NoSQL-Datenbank Cassandra 2.1 mit mehr Performance

Gebloggt: Key-Value-Store Cassandra in neuer Hauptversion erschienen

| Autor / Redakteur: Thomas Drilling / Thomas Drilling

Drillings Open-Source-Eck
Drillings Open-Source-Eck (Bild: Thomas Drilling)

Cassandra ist eine verteilte NoSQL-Datenbank, mit der sich sehr große, strukturierte Key-Value-Datenbanken verwalten lassen. Value-Stores wie Cassandra kombinieren bei ihrer Datenmodellierung die Vorteile von Spaltenindizes und log-strukturierten Updates.

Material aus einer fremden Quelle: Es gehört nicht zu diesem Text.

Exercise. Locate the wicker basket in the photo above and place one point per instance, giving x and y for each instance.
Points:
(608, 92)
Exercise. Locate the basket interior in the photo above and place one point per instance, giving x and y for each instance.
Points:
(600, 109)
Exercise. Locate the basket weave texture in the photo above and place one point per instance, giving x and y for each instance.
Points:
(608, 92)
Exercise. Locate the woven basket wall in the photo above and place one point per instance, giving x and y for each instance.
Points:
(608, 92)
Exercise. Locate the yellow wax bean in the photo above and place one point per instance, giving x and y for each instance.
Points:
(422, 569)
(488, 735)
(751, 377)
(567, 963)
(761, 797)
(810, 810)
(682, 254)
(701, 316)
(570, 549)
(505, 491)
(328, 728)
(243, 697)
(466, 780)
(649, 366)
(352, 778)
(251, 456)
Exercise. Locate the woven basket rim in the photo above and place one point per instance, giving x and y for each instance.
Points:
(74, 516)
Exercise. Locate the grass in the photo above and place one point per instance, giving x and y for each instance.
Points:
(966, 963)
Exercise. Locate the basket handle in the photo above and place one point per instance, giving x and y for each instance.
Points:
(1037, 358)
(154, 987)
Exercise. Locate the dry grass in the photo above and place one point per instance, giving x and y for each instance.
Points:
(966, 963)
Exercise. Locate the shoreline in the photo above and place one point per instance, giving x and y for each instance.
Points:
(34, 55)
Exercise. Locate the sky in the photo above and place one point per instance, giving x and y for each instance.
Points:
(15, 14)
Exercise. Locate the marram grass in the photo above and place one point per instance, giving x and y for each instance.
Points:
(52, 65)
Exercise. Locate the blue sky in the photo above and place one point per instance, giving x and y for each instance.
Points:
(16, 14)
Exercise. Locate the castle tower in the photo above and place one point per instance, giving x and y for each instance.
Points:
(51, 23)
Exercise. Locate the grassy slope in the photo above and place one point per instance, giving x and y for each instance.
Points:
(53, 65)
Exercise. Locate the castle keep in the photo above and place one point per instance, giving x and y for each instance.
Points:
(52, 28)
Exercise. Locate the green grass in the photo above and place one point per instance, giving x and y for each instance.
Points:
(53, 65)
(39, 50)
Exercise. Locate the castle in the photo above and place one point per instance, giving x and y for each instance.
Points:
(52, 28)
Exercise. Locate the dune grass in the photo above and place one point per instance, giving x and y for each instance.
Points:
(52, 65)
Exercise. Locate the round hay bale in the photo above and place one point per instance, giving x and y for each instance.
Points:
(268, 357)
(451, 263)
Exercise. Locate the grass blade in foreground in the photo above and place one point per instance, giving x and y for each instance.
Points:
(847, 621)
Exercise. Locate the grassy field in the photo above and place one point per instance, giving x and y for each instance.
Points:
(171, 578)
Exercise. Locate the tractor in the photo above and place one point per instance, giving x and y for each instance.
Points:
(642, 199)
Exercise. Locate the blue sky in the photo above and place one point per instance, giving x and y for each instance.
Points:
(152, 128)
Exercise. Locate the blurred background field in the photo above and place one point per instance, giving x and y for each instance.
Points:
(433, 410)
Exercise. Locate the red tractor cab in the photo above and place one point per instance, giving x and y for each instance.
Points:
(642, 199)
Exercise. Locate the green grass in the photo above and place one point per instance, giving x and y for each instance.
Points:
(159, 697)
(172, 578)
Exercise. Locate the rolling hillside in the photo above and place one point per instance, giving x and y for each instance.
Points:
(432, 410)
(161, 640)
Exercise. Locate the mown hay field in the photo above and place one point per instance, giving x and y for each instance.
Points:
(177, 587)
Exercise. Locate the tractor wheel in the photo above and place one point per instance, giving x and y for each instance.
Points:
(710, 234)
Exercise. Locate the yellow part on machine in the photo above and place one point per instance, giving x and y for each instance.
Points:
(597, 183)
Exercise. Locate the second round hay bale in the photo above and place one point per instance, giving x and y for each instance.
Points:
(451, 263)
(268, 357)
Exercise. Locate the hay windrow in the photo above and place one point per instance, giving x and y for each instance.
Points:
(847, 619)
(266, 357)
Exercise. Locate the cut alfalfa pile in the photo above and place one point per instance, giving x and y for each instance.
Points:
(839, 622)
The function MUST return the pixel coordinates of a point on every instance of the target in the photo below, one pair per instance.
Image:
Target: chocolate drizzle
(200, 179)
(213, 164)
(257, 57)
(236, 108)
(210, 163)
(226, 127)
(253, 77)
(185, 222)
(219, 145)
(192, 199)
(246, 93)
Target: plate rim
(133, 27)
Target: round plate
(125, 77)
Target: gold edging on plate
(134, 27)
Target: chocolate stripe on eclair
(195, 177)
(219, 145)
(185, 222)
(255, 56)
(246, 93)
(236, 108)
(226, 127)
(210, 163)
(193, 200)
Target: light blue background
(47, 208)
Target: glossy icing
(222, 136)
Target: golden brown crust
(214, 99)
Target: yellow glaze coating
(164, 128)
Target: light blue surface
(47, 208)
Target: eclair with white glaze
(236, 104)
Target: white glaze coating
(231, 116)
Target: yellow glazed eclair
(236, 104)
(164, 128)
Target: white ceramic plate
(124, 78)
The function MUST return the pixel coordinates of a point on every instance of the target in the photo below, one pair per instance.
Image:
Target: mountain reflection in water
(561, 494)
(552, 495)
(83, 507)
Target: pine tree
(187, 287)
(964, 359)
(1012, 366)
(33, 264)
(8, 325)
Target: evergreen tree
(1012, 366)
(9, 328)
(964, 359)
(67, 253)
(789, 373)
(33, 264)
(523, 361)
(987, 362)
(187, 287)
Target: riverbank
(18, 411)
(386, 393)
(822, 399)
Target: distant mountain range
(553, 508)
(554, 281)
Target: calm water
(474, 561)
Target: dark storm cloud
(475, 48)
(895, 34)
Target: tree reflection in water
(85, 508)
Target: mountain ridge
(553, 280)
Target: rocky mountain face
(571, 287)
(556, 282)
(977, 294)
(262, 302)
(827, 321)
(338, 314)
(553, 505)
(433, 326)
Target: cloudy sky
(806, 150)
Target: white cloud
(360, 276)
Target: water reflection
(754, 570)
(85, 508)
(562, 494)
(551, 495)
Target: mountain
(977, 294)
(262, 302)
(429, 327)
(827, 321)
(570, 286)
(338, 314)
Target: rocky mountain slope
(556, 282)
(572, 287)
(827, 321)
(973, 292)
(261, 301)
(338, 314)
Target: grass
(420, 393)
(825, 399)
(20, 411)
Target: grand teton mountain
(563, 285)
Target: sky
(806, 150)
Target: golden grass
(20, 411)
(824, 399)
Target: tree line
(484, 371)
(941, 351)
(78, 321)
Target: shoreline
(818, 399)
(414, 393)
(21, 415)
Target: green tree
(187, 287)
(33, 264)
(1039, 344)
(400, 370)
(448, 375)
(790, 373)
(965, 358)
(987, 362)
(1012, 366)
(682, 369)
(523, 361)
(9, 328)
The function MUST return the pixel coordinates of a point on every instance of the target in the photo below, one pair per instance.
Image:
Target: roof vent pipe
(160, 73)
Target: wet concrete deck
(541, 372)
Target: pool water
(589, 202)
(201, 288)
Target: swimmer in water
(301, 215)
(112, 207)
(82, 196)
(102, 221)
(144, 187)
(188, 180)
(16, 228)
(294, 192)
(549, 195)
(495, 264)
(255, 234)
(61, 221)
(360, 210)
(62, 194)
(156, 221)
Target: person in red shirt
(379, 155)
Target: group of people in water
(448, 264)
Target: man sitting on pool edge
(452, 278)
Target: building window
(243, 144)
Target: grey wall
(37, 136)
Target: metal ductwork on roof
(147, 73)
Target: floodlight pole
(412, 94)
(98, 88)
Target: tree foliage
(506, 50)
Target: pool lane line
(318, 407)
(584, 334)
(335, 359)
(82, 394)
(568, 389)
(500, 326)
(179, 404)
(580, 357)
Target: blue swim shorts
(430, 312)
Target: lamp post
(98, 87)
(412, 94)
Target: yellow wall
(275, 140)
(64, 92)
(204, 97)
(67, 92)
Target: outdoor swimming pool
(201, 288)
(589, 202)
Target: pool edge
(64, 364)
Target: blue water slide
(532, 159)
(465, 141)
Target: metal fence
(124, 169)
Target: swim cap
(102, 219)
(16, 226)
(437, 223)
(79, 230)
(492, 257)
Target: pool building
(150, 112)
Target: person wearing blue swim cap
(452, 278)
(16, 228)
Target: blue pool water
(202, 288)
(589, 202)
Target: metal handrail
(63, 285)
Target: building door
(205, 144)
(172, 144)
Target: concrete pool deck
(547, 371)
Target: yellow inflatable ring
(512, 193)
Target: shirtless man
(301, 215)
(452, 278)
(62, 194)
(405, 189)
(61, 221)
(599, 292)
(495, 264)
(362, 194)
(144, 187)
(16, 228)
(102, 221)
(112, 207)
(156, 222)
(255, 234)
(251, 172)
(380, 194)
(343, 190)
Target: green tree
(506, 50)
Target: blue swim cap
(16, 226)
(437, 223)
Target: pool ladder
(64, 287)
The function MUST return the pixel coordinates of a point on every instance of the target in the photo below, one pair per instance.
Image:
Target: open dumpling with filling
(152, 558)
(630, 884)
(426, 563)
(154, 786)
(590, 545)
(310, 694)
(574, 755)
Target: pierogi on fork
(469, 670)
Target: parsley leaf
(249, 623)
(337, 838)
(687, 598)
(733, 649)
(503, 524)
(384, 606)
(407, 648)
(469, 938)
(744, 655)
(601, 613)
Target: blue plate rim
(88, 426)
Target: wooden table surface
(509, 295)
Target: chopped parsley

Auf dem heute in San Francisco zuende gegangenen Cassandra Summit 2014 hat die Apache Softare Foundation eine neue Version 2.1 der verteilten NoSQL-Datenbank Cassandra  veröffentlicht.

Von Ebay bis Sky

Cassandra erschient erstmals im Jahr 2008 und ist seit 2009 ein Projekt der Apache Software Foundation und steht demzufolge unter der unter der Apache License 2.0. Die in Java implementierte, verteilte NoSQL-Datenbank wird weltweit von über 1500 prominenten Web-Service-Anbietern oder Forschungseinrichtungen eingesetzt, darunter zum Beispiel das CERN, Ebay, Github, Easou, Comcast, Netflix, Sky oder Spotify.

Das kann Cassandra

Die wichtigsten Merkmale von Cassandra sind linearer Skalierbarkeit und eine sehr hohe Ausfallsicherheit. Daher eignet sich Cassandra unter anderem für Big Data-Anwendungen. Cassandra bietet Unterstützung für synchrone und asynchrone Replikationen, Transaktionen und Trigger. Als verteiltes System kann Cassandra Daten in Clustern speichern und auf mehrere Datacenter verteilen, wobei die dafür erforderlichen Replikationsmechanismen sowohl der Erhöhung der Datensicherheit dienen, als auch Hochverfügbarkeit gewährleisten, sodass einzelne Server ohne spürbare Beeinträchtigungen ausfallen können.

Neues in Cassandra 2.1

In Cassandra 2.1 konnten die Entwickler nach eigener Angabe die Performance im Vergleich zum Vorgänger  um 50 Prozent steigern. Die Einführung von Tupeln für die Cassandra Query Language 3 (CQL3), sowie benutzerdefinierte Typen erlauben in Cassandra 2.1 zudem völlig neue Datenmodellentwurfsmuster und Anwendungsszenarien. Laut Aussage der Apache Software Foundation ist Cassandra 2.1 zudem die erste Version, die sich auch unter Windows produktiv einsetzen lässt. Cassandra 2.1 lässt sich als tar.gz-Archiv von der Projektseite herunterladen.